Os dados do Observatório mostram que a abertura do mercado já começa a surtir efeitos. O número de empresas autorizadas a comercializar gás natural cresceu, em média, 15% ao ano desde 2021, chegando a 226 em agosto de 2025. Já os agentes habilitados ao carregamento na malha de transporte avançaram 19% ao ano, totalizando 149 em agosto.

Outro destaque é o avanço do mercado livre de gás natural: o número de consumidores livres — grandes indústrias que compram o insumo sem intermediários — cresce em média 70% ao ano, alcançando 90 empresas em junho de 2025.

Gás natural na transição energética

O Observatório também aponta que o gás natural tem potencial para desempenhar um papel relevante na transição energética brasileira.

Caiuby ressalta que, além de complementar fontes renováveis intermitentes, como a solar e a eólica, o gás pode viabilizar a instalação de data centers, que têm alta demanda por energia. Ele também defende políticas que incentivem seu uso no transporte de cargas:

“A gente precisa de políticas para abrir alguns setores para que a gente possa usar mais gás e até aprofundar aproveitando a questão da descarbonização e transição energética. A gente precisa funcionar para, por exemplo, a gente ter os corredores verdes, os transportes de carga, para que os caminhões possam usar de uma forma mais efetiva a gás”, concluiu.
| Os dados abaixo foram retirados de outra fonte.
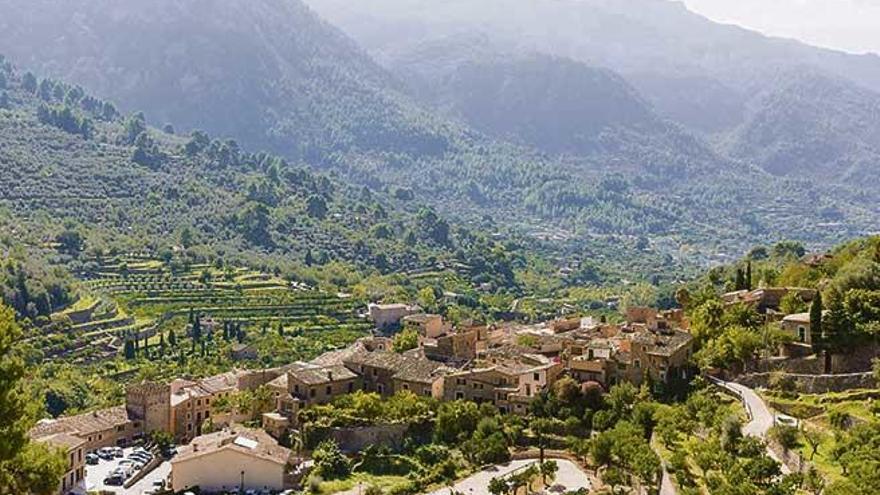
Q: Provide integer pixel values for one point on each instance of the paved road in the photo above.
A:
(569, 477)
(761, 417)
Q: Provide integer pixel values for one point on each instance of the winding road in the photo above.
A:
(761, 417)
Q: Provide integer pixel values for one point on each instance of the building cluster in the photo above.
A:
(768, 302)
(507, 365)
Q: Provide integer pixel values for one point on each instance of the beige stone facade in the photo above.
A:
(74, 478)
(230, 459)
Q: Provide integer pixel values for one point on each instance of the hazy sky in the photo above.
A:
(851, 25)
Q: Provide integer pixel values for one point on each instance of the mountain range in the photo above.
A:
(569, 119)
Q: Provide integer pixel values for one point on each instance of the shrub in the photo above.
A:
(330, 462)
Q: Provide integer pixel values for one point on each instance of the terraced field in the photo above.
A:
(141, 300)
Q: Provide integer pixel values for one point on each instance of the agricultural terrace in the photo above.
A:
(134, 319)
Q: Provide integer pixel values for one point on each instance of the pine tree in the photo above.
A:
(25, 466)
(13, 424)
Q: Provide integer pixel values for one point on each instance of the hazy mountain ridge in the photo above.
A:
(816, 125)
(699, 73)
(304, 90)
(272, 74)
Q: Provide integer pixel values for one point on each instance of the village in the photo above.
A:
(507, 365)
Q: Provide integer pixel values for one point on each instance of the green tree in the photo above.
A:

Perspectivas para o futuro

Com o avanço da abertura do mercado, a expectativa é que a competição aumente, reduzindo preços e atraindo investimentos em infraestrutura. A combinação entre expansão da oferta, melhorias regulatórias e maior diversidade de agentes pode transformar o gás natural em um insumo mais acessível para a indústria e estratégico para o futuro energético do Brasil.

A experiência recente mostra que a transição para um mercado mais dinâmico já começou. O desafio agora é consolidar esse movimento e garantir que os ganhos econômicos e ambientais previstos — como os R$ 21 bilhões em economia anual — cheguem efetivamente à sociedade e ao setor produtivo.